My Topic for Today is: Common Running Mistakes
Even experienced runners make these mistakes. (I think that I may be guilty of ALL of these)
1.Wearing the Wrong Shoes
Wearing old running shoes or wearing the wrong type of running shoes for your foot and running style can lead to running injuries.
You should go to a running store, where knowledgeable salespeople can evaluate your running style and foot type. They will determine whether you’re an over-pronator, under-pronator, or neutral runner, and make shoe recommendations for you.
Once you get the right pair of running shoes, make sure you replace them every 300 to 350 miles (or sooner if needed), because the loss of cushioning can lead to injuries.
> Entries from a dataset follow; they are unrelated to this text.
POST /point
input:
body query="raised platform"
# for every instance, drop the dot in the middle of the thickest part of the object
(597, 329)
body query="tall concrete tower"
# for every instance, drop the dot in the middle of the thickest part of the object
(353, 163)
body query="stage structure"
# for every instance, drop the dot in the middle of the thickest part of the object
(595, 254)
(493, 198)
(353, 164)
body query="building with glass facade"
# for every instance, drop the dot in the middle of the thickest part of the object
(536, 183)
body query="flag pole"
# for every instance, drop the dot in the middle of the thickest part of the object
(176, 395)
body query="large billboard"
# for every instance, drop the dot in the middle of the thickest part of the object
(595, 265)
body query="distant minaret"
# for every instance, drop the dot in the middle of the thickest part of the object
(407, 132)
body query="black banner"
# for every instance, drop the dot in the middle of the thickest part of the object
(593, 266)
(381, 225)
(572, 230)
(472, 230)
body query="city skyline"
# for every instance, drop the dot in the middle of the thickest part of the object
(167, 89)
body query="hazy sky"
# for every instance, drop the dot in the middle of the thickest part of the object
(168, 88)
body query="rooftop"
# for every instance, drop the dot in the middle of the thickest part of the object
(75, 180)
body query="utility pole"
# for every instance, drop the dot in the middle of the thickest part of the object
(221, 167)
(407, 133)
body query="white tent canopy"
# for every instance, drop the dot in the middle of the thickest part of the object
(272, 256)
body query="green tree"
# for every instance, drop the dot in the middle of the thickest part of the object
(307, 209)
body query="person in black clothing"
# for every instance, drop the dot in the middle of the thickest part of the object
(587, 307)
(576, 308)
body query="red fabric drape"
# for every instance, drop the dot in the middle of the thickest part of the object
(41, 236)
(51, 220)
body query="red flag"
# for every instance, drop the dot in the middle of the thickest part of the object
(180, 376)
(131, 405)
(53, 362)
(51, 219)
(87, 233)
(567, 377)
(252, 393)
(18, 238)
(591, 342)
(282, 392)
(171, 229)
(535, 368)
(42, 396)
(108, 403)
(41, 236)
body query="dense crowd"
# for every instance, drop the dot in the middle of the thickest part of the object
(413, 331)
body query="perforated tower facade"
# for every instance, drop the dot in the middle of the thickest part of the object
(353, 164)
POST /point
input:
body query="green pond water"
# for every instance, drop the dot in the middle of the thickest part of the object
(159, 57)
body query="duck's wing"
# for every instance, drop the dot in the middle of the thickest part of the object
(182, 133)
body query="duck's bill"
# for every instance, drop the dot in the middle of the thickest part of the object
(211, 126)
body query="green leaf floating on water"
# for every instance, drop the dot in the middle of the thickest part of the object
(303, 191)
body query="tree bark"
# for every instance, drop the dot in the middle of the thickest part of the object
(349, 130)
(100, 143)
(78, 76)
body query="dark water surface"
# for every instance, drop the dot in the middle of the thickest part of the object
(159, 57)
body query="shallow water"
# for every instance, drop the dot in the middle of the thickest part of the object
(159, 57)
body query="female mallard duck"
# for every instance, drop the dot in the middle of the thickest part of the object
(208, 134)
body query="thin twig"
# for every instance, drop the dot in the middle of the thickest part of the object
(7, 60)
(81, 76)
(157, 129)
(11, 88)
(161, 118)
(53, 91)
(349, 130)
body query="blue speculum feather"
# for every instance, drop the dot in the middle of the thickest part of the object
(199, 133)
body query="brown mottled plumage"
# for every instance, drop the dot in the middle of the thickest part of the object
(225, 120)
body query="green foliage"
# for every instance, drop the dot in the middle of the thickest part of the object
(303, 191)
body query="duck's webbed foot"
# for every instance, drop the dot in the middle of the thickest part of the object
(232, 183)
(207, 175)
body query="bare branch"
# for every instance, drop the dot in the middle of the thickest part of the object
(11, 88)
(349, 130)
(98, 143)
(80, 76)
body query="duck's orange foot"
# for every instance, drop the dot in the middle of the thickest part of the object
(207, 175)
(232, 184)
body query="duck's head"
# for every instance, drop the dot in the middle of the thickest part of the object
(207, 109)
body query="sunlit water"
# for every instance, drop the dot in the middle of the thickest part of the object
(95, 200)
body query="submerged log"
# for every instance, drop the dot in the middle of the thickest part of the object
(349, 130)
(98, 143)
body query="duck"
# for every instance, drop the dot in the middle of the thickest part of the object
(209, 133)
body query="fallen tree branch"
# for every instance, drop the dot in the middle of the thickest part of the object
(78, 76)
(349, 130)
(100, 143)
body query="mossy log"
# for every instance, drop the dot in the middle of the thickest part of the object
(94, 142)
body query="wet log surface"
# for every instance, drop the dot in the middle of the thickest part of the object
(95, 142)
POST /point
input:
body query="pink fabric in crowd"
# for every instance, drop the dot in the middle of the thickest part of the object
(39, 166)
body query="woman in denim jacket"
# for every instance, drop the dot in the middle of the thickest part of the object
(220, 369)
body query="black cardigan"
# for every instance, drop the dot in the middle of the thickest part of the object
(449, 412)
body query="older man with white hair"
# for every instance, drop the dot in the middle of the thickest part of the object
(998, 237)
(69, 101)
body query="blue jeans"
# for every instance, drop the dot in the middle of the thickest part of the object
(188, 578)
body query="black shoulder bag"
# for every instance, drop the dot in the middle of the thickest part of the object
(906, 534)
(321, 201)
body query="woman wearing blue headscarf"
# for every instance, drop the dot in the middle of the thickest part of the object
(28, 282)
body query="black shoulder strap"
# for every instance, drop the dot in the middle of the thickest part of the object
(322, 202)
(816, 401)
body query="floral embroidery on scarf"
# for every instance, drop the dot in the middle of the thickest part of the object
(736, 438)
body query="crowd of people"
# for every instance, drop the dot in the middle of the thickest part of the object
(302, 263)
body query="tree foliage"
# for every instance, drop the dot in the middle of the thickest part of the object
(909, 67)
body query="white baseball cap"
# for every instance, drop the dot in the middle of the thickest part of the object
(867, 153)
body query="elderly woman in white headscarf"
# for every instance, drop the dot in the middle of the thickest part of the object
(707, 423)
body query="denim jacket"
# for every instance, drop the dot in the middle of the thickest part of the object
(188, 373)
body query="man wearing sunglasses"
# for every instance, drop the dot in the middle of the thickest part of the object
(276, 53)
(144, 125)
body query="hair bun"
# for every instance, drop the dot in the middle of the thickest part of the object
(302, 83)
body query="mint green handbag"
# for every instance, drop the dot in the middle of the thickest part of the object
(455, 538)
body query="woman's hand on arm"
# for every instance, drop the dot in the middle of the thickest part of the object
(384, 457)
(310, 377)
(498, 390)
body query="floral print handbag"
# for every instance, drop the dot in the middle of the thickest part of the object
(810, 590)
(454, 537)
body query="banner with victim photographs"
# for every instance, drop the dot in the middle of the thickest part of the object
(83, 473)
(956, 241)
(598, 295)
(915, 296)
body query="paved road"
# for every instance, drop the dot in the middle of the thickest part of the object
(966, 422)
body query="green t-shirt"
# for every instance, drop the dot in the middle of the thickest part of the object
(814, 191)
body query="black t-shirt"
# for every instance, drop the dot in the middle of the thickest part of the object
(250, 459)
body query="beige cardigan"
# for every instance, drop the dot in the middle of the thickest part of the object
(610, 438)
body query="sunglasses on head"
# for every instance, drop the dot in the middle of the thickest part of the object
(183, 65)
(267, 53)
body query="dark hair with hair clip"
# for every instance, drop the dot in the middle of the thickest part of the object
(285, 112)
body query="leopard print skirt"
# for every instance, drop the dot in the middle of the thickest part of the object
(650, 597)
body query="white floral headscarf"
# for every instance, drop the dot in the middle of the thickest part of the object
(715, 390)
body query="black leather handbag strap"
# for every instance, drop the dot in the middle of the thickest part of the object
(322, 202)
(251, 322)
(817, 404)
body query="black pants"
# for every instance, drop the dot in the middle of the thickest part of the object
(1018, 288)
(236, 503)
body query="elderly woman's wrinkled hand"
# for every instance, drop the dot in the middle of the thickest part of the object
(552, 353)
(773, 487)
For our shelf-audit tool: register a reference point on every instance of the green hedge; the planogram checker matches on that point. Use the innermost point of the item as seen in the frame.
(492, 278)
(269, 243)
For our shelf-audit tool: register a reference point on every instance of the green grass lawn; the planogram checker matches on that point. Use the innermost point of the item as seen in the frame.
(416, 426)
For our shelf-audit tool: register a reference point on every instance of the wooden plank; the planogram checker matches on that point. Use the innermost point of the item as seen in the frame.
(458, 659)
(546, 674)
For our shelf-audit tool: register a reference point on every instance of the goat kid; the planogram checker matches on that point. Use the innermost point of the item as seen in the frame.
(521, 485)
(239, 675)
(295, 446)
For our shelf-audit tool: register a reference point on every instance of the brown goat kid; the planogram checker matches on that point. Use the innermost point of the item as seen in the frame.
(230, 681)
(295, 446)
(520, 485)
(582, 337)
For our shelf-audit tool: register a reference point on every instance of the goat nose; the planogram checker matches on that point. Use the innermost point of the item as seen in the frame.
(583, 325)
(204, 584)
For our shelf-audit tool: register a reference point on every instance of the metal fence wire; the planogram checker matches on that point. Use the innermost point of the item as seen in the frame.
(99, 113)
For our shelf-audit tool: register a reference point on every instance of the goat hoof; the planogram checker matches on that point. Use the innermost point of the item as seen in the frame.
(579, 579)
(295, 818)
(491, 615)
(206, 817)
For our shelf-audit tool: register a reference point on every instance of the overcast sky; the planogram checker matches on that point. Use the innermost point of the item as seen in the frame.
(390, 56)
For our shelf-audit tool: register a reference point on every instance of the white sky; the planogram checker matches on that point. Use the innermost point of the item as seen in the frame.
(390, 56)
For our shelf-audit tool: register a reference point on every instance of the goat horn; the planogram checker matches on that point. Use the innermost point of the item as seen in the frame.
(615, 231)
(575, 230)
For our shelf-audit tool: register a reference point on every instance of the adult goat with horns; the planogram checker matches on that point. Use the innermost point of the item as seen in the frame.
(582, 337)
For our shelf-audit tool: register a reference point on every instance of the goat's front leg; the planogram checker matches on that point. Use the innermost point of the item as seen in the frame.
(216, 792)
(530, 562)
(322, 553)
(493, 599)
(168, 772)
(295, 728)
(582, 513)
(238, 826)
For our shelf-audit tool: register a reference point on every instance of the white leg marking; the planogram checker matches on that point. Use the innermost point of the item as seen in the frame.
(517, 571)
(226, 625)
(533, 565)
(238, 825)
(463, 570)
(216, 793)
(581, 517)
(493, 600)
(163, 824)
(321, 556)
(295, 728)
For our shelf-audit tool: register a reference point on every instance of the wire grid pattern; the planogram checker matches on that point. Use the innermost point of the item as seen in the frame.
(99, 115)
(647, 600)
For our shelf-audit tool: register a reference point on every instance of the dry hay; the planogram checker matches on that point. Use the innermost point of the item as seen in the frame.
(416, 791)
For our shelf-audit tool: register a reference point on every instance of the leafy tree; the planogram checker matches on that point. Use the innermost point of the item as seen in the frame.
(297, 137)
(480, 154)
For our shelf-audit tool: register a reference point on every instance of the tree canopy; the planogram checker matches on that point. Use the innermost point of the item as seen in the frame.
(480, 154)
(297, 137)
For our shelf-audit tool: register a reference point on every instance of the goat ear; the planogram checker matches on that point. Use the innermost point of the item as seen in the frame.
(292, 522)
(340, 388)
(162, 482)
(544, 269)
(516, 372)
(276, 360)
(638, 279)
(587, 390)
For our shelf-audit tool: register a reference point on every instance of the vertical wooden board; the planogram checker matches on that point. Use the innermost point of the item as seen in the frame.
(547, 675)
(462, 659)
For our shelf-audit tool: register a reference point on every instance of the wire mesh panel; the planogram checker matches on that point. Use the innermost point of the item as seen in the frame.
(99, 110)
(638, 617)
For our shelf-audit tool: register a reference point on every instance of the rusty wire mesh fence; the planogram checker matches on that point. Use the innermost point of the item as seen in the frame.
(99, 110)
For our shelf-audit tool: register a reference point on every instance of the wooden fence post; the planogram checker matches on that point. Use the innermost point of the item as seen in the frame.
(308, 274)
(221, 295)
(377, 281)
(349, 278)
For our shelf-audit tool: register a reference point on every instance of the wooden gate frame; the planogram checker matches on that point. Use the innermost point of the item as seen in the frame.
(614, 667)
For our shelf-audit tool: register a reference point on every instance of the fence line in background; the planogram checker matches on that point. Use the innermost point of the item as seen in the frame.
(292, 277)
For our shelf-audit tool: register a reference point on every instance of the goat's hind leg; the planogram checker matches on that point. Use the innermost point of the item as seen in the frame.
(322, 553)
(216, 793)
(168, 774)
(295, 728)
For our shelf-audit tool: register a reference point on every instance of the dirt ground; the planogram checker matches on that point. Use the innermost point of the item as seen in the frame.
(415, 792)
2. Doing Too Much, Too Soon
Many runners get so excited about their running that you do too much mileage, too fast, too soon. You start registering for lots of races, without taking any time off to rest and recover.
You mistakenly think that “more is better” when it comes to running. As a result, you often start to develop common overuse running injuries. In some cases, you may get burned out quickly and even lose interest in running.
You should be more conservative than you think you need to be with how often, how long, and how much you run, especially early on in your development. Always increase your mileage gradually, no more than 10% per week.
If you’re new to running or are coming off a long break, start with walking first, and then progress into a run/walk program. (Check out the Galloway method.)
3. Ignoring Aches and Pains
If the pain gets worse as you run, that’s a warning sign that you should stop. Listen to your body for injury warning signs and know when you shouldn’t run through pain.
Take at least one complete day off from exercise each and every week. Don’t ignore rest days—they’re important to your recovery and injury prevention efforts. Your muscles build and repair themselves during your rest days. So if you run every day, you’re not going to gain much strength and you’re increasing your risk of injury.
4, Not Drinking Enough
Many runners underestimate how much fluid they lose during runs and don’t drink enough. As a result, you may suffer from dehydration, which can be detrimental to your performance and your health.
You should make sure you’re hydrated before you start running.
Use your thirst as your guide for when to drink during your runs.
During longer workouts (90 minutes or more), some of your fluid intakes should include a sports drink (like Gatorade) to replace lost sodium and other minerals (electrolytes).
Don’t forget to rehydrate with water or a sports drink after your run.
5. Overtraining
Some runners who are training for specific races or certain goals run too hard, run too many miles, and/or don’t allow for proper recovery time. You assume that running almost every day will help you get fitter and faster. Overtraining is the leading cause of injury and burnout for runners (so they say…).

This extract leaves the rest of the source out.